Hij zit op zijn hurken voor onze opbergruimte onder het schuine dak. Ik had één van de deuren opzijgeschoven en hij ziet een tot nu toe, voor hem, onontdekte ruimte. Hij pakt het krukje en gaat er even goed voor zitten.
‘Heb je dit gekocht, oma? Wat is het en wat doe je ermee?’ Hij heeft het huisje gevonden dat we met kerstmis neerzetten met een sfeerlichtje erin: ‘er staat op Postcode Loterij,’ ‘Ja,’ zeg ik, ‘daar hebben we het van gekregen,’
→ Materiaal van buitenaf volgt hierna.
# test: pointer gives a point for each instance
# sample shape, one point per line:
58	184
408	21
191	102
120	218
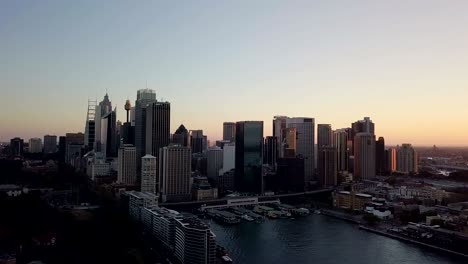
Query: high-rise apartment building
127	173
214	162
197	141
181	136
407	159
158	124
50	144
327	166
149	174
104	107
144	98
305	129
175	172
249	157
270	153
340	142
279	123
364	156
229	131
391	162
380	156
35	145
‘En dit dan oma, is dit voor in de auto?’ Als ik opkijk zit hij met één van de twee ‘kragen’ om de nek die we kochten voor een lange vliegreis. ‘Nee, dat is voor in het vliegtuig,’. Hij heeft hem dichtgeknoopt en het is voor het eerst dat ik zie dat dat kan. Hij blijft er rustig mee om zijn nek zitten. ‘Jullie hebben best veel spullen,’ zegt hij. En dat klopt.
‘Gaan jullie wel eens op reis?’ ‘Ja,’ antwoordt opa, ‘we gaan wel eens op reis.’ ‘En nemen jullie dan koffers mee?’ ‘Ja,’ dan nemen we koffers mee,’. ‘Naar Australië?’ We waren in Australië op vakantie toen hij anderhalf jaar geleden zes werd en zo jong als hij was, was hij ‘not amused’. Hij heeft het onthouden en hem kennende zal hij het ook niet vergeten. ‘Ja, ook naar Australië hebben we koffers meegenomen,’.
Hij vindt nog een lege multomap en dat vindt hij heel grappig. Er staat één woord over de hele binnenkant gedrukt. ‘Supert…t…,’ ‘…trash,’ helpt opa, ‘er staat Supertrash,’. De map ligt daar te wachten tot mijn laatste map, waarin ik mijn dagboeken schrijf en artikelen bewaar, vol is.
Dan spot hij in het donker iets wat hij pas echt interessant vindt. Hij ontwaart wat hij noemt een nep-ei en hij vraagt: ‘Hoe kom je bij die spullen, oma?’ ‘Dan moet je de voorste eruit halen,’ zeg ik. Maar hij bedoelt die verderop in de kast waar hij helemaal niet bij kan. ‘Oh, ‘ zeg ik, ‘dan moet je dat deurtje even opzijschuiven,’. Hij schuift en zegt: ‘Bedankt voor de tip oma,’ waarna zijn volle aandacht gaat naar het Dino-ei dat zomaar achter het deurtje ligt dat je ook nog gewoon kunt open schuiven.